Duty evaders abuse amnesty clause
Customs and excise duty evaders know that if they get caught, they can just approach the tax settlement commission, confess their sin, and get away by paying a fine too, reports Manish Pachouly.india Updated: Nov 25, 2007 22:21 IST
Customs and excise duty evaders are getting bolder. The reason: they know that if they get caught, they can approach the tax settlement commission, confess their sin, and get away by paying a fine. Which is better than the alternative, which includes a possible prison term.
The settlement commission for customs and central excise has collected around Rs 1,000 crore in the Mumbai region alone since its inception around eight years ago. Though the purpose of establishing the commission, which was to speed up cases and ensure the government got to collect its dues, is being met, taxmen complain that smart operators are exploiting a loophole in the provision to deliberately dodge taxes. <b1>
A clause in the rulebook says that a person can approach the settlement commission only once in his lifetime. So they simply float another firm, swap partners on paper, and evade taxes again--till they are caught.
“If one company is caught evading duty, the owner approaches the commission, confesses to the crime and agrees to pay the duty with interest," explained an officer with the Directorate of Revenue Intelligence. “However, to avoid complications next time, they close the company and start operating another,” he added.
The officer pointed out that a new head of the company is nominated to avoid suspicion that the same person is involved in duty evasion. “The nominal head of the company is often a clerk, a driver or a peon,” the officer said.

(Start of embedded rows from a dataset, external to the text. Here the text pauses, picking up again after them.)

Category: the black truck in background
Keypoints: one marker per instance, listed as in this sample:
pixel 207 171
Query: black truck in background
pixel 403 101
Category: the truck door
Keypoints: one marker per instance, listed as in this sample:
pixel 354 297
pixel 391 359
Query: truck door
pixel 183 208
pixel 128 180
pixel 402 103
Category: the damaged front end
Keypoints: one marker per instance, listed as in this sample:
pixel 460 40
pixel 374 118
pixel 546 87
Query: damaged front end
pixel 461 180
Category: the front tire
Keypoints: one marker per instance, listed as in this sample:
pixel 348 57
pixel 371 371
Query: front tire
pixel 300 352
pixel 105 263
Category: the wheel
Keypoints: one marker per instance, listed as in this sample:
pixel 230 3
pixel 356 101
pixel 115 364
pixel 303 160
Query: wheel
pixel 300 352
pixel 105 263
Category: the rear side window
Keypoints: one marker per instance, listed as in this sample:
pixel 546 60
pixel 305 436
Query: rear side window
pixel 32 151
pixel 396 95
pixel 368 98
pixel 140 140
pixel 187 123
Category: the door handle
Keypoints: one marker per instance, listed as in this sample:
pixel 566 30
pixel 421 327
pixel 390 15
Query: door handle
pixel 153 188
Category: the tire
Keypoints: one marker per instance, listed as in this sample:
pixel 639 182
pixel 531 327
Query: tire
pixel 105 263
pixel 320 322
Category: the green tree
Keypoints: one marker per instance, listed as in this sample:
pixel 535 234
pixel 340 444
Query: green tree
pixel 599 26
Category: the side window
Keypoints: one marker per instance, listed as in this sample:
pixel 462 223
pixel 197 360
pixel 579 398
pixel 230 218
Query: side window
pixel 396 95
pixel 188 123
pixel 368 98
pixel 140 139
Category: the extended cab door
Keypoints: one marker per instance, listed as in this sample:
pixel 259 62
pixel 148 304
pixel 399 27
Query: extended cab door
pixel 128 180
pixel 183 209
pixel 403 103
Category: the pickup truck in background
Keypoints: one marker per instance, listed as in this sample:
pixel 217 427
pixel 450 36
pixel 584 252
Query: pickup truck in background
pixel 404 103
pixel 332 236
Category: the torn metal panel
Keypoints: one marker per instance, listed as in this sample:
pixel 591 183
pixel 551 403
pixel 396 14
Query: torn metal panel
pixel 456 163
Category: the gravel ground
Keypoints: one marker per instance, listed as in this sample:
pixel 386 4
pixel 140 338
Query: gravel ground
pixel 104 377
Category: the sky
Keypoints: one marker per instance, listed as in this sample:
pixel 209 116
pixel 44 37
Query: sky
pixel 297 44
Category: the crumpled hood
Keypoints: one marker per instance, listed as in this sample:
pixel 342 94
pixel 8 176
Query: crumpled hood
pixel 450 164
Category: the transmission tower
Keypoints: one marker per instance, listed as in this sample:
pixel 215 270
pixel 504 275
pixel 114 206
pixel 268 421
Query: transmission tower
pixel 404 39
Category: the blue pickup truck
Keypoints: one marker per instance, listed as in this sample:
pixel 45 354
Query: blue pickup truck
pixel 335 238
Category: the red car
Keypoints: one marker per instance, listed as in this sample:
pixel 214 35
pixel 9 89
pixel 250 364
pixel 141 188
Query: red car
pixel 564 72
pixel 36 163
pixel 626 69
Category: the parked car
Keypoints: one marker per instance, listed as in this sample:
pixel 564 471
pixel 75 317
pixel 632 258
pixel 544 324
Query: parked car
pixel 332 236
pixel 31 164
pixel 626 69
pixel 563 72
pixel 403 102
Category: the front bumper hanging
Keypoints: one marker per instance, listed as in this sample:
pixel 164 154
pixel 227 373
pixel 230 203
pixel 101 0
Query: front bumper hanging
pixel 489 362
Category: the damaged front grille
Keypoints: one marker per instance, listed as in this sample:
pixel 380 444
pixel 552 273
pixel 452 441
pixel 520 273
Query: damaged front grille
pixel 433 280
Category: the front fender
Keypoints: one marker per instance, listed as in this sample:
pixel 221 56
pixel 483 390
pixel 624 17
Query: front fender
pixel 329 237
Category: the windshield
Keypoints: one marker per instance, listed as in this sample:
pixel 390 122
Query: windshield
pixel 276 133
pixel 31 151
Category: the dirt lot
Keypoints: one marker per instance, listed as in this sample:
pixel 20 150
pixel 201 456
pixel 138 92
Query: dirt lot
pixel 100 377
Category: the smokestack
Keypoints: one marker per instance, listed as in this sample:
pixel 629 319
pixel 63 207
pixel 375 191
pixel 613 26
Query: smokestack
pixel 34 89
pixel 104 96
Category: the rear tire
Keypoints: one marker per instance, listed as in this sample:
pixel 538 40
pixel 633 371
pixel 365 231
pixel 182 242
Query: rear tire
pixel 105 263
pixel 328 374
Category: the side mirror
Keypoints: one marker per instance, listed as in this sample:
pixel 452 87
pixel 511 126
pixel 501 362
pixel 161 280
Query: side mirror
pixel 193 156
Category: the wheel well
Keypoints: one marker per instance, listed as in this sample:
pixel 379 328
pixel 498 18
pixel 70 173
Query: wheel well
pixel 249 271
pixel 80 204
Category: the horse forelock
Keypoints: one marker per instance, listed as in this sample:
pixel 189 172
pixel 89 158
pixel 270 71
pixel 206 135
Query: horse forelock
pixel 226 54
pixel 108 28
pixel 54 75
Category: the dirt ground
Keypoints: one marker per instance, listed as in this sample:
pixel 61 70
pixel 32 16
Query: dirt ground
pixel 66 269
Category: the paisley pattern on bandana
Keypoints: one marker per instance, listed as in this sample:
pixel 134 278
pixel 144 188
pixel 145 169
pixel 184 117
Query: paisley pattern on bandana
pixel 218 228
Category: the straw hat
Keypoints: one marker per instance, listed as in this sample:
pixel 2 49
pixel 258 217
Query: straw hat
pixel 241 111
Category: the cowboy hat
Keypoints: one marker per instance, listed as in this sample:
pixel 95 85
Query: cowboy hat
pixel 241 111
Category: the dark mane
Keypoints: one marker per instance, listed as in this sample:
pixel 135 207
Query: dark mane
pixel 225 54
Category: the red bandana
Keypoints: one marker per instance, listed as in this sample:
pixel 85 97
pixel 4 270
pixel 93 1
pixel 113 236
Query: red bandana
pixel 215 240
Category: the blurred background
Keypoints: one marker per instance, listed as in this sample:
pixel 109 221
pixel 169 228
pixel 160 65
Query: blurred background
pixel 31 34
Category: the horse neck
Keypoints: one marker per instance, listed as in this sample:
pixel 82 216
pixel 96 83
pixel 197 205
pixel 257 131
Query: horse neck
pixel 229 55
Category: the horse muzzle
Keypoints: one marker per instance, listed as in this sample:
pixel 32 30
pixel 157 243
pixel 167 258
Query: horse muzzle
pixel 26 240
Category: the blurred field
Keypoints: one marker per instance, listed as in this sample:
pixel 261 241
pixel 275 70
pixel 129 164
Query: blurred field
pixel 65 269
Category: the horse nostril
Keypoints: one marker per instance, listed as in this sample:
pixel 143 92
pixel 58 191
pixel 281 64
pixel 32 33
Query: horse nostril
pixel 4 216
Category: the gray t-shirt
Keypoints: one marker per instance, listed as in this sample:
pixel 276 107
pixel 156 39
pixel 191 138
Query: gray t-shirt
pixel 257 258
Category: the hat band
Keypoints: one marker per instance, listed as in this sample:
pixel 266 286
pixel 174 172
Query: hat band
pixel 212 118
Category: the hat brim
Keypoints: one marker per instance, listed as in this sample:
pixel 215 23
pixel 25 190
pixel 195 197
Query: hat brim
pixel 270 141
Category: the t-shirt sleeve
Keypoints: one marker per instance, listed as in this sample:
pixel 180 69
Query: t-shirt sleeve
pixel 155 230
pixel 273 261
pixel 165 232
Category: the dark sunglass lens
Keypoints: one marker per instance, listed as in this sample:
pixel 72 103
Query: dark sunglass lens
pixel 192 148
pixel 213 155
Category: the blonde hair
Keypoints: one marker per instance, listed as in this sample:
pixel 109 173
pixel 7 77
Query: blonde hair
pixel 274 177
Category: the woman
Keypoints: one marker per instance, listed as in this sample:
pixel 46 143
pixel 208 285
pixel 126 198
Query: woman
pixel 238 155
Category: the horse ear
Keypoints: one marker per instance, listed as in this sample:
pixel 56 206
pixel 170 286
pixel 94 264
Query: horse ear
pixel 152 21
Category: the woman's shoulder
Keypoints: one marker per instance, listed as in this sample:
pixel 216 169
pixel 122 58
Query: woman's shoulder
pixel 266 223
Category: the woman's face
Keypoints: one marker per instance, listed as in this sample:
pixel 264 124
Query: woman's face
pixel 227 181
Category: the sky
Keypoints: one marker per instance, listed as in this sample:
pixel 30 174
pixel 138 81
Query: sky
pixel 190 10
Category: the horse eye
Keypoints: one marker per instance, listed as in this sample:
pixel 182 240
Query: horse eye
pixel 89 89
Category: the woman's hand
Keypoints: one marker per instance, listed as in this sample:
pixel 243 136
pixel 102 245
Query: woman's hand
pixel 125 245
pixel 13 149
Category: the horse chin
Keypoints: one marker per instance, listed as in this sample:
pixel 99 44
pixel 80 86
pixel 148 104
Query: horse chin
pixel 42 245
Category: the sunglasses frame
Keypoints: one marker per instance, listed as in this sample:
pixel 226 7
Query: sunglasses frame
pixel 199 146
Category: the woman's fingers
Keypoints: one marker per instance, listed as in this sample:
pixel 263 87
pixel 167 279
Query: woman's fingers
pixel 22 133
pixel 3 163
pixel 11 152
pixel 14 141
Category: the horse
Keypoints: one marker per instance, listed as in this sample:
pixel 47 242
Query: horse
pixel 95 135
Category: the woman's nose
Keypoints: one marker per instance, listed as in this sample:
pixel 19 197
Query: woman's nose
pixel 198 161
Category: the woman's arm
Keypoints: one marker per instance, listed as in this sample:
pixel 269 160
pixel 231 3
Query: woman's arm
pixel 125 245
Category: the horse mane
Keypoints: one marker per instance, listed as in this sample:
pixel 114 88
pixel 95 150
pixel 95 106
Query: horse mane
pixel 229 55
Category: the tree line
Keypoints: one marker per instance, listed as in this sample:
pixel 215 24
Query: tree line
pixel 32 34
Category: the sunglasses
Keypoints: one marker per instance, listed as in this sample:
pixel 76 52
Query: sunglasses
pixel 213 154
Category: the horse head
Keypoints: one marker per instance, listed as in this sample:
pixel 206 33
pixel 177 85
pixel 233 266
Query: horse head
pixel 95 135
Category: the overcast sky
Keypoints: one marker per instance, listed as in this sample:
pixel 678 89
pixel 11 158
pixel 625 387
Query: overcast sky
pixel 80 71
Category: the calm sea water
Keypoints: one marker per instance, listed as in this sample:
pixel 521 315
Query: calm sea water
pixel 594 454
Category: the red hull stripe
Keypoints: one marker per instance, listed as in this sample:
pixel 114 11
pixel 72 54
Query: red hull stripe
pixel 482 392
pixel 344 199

He added that this way, many groups keep on evading duty till they are caught. “They are not bothered, as by the time they are caught they have evaded a huge amount of duty,” said a senior Customs officer.
Customs and Revenue officers said the schemes mostly misused are the Duty Exemption Entitlement Certificate Scheme (DEEC) and the Duty Drawback Scheme.
Under the Duty Exemption Entitlement Certificate Scheme, which is also called the advance licence scheme, a person can import raw materials without paying any duty, but on condition that the material will be used to manufacture finished products for export. The scheme disallows local use of imported raw material.
However, the authorities have found that many businessmen import raw material duty free and then sell it in the local market. If caught, they approach the settlement commission, agreeing to pay the duty.
“The provision of approaching the commission only once in lifetime is quite meaningless,” said Advocate Sujay Kantawala, who handles tax cases. He said the limitation was only for the main applicant, who is the importer on paper. However, there is no limitation on the co-applicants. “The person who is caught in one case makes somebody else the importer in another company,” said Kantawala, adding that in case he is caught again, he remains a co-applicant, while the importer on paper becomes the main applicant.
Customs officials said under the Duty Drawback scheme, an exporter gets refund of the duty that he has paid on imported raw material that was used to manufacture a product meant for export. Officers said in this scheme, many groups import quality raw material to make a particular finished product but export an inferior quality product.
“This way they claim duty refund on the imported material, which is actually sold locally and an inferior material was used to make the export product,” said a senior Customs officer. He added that sometimes, the exporters even send bogus material and mis-declare it as made from imported raw material.
About approaching the settlement commission, Customs and Revenue department officers said it could be done after a show-cause notice is issued and before adjudication is done.
Officers said that the evaders prefer settling the matter in the commission as it has power to grant immunity from prosecution. It also has power to waive interest.
“Otherwise, if a case goes for prosecution the punishment ranges from three to seven years of imprisonment,” said a DRI officer adding that in court battles the cases goes on for more than five years (as sometimes it goes up to Supreme Court) while in settlement commission the cases are solved even within a month. “This is because the accused approaches here with an intention to settle the case immediately and on terms and conditions set by the commission,” the officer added.
He, however, said that cases of narcotics drugs smuggling and that of some other notified goods couldn’t be taken to settlement commission.